York County offers several trolley routes, including a trolley service in Ogunquit. The trolleys run during high season, but check the schedule before you make plans for your trip itinerary.
Is Ogunquit Maine a gay town?
Ogunquit is Maine’s footprint for the LGBTQIA+ community, rivaling Provincetown on Outer Cape Cod. The town has many local gay-owned businesses with an inclusive spirit for families, couples, and solo travelers of all ages. While downtown is known as the more LGBTQIA+ part of the community, everyone is welcome.

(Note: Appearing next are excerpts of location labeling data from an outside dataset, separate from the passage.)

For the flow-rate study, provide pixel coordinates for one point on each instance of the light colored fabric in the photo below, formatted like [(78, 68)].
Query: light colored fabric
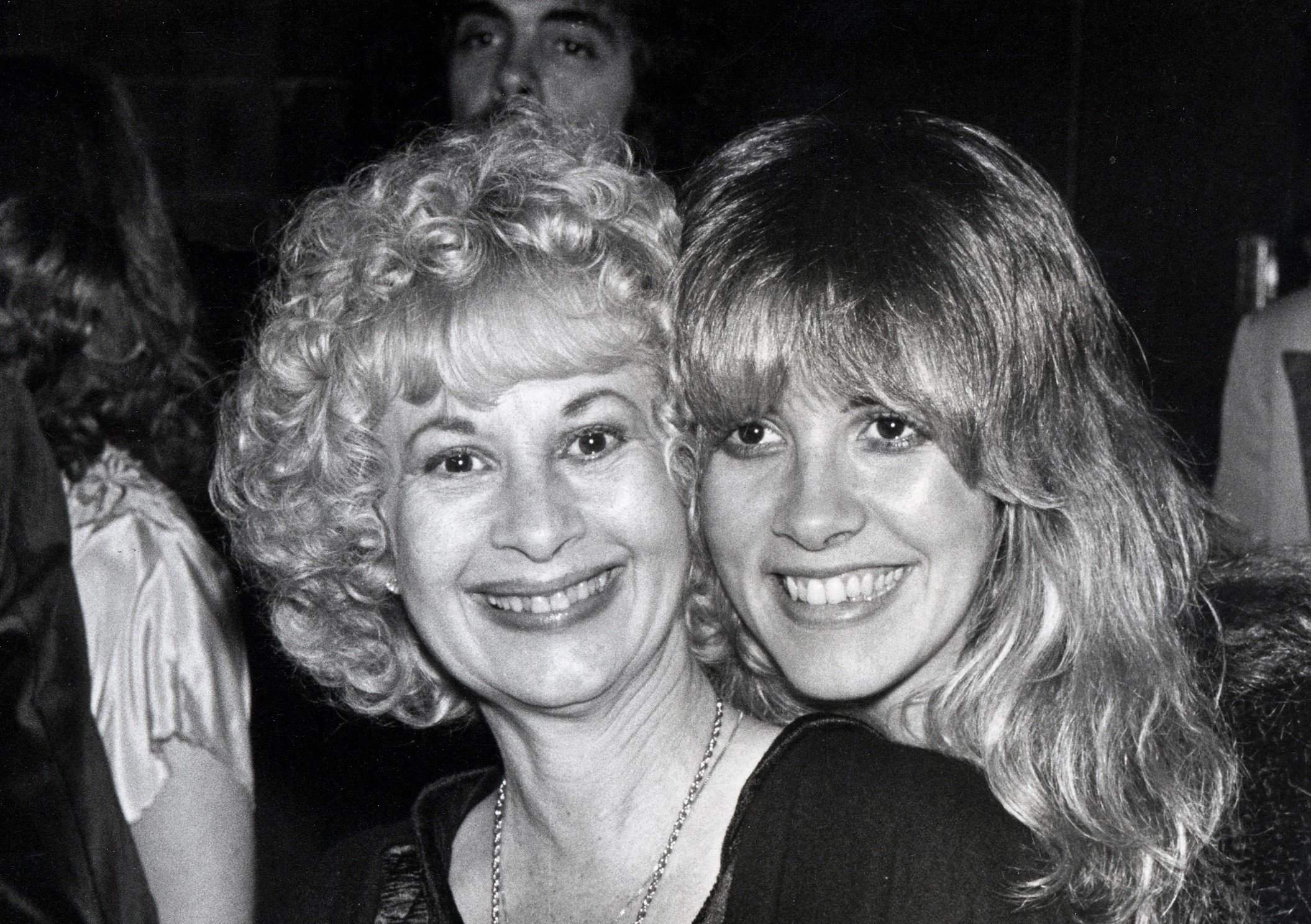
[(1260, 482), (167, 659)]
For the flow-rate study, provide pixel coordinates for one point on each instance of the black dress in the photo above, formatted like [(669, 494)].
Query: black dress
[(836, 825)]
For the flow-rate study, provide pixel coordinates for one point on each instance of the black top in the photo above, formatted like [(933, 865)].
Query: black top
[(836, 825)]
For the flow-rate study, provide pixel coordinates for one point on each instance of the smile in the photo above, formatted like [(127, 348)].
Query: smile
[(555, 602), (866, 583)]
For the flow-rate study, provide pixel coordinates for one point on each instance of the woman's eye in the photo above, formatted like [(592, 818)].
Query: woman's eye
[(593, 443), (752, 437), (454, 463), (893, 431)]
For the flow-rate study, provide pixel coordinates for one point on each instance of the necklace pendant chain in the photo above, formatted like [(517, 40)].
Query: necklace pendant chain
[(661, 864)]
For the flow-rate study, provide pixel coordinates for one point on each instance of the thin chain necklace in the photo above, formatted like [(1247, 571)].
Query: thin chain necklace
[(661, 864)]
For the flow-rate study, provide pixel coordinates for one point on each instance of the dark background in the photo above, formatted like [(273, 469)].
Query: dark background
[(1174, 129)]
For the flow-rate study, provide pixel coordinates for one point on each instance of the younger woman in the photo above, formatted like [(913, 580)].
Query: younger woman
[(936, 497)]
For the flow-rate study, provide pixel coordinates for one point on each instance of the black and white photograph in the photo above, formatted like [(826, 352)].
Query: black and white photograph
[(654, 462)]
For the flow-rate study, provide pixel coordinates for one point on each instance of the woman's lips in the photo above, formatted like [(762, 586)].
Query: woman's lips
[(556, 601), (839, 598), (864, 583), (555, 608)]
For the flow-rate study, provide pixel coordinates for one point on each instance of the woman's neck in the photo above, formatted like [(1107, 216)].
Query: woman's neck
[(593, 767)]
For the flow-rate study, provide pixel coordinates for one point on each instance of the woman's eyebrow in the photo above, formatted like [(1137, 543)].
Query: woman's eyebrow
[(446, 423), (580, 404), (859, 401)]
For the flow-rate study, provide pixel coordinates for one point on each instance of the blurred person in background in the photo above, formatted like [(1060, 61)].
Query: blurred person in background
[(96, 321), (640, 67)]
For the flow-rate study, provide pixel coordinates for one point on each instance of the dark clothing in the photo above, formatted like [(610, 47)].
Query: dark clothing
[(836, 826), (66, 853), (1266, 606)]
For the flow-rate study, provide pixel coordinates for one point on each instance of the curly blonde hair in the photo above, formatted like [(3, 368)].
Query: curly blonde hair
[(378, 299), (922, 261)]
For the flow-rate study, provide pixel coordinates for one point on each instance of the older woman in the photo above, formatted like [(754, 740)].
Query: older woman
[(447, 460), (936, 498)]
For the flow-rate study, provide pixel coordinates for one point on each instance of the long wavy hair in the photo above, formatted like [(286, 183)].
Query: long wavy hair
[(96, 314), (377, 299), (922, 261)]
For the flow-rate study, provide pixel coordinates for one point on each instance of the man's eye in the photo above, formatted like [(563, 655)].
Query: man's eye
[(476, 36), (890, 428), (576, 49)]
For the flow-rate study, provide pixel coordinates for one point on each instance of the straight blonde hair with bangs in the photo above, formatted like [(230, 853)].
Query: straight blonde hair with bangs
[(922, 261)]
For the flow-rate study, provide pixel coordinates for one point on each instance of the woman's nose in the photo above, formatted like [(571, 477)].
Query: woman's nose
[(816, 509), (539, 515)]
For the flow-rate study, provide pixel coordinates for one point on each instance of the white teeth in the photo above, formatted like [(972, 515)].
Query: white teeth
[(556, 602), (861, 585)]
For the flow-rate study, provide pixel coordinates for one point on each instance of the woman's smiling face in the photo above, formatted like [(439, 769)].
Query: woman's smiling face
[(541, 546), (849, 543)]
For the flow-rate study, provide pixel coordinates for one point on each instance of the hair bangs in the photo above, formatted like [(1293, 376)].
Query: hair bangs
[(852, 339)]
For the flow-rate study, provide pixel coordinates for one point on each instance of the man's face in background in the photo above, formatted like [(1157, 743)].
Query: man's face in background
[(576, 57)]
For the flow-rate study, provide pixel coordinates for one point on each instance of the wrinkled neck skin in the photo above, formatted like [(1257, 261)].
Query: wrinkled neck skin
[(897, 720), (598, 771)]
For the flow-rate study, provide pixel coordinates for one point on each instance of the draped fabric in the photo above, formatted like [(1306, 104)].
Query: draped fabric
[(167, 658), (66, 853)]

Can I get married in Ogunquit Maine?
Yes! Ogunquit Maine caters to couples and newlyweds looking to exchange vows, with a more specific focus on gay marriages than you’ll find anywhere else in Maine. Residents and visitors can get wedding licenses at any municipal office.
Are there sharks in Ogunquit’s waters?
Yes, sharks are in the waters and are well tracked. In fact, two of them are such frequent visitors that they have been given the names Charlotte and Freya.
It’s not an impending disaster risk, but you can take some precautions. For instance, follow the Ogunquit Police Department’s Facebook page for shark sighting reports, and stay out of the water if a purple flag is present at the beach.
How can I get emergency alerts in Ogunquit Maine?
Does Ogunquit Maine get hurricanes?
Maine faces a double whammy with either hurricanes or Nor’easters possible nearly every month of the year. Hurricane season runs from June through November, and you can track the tropics through the National Hurricane Center.
Just as hurricane season winds down, Nor’easter season kicks off from October through April, and those storms can be just as devastating. All storms come with plenty of warnings and safety steps.
Explore All of Ogunquit & More of the Southern Coast of Maine
Ogunquit Maine has a mix of rocky shorelines with sandy beaches and a vibrant community that is just as modern as it is historic.
The town is also one of the more diverse communities in Maine, with the most LGBTQIA+ inclusive atmosphere this side of Provincetown Massachusetts. At the same time, it’s still a welcoming place for families, solo travelers, and groups.
On top of that, it’s in a nice central location between The Yorks and Kennebunkport. So, there are plenty more things to do and explore along this Southern Coast of Maine.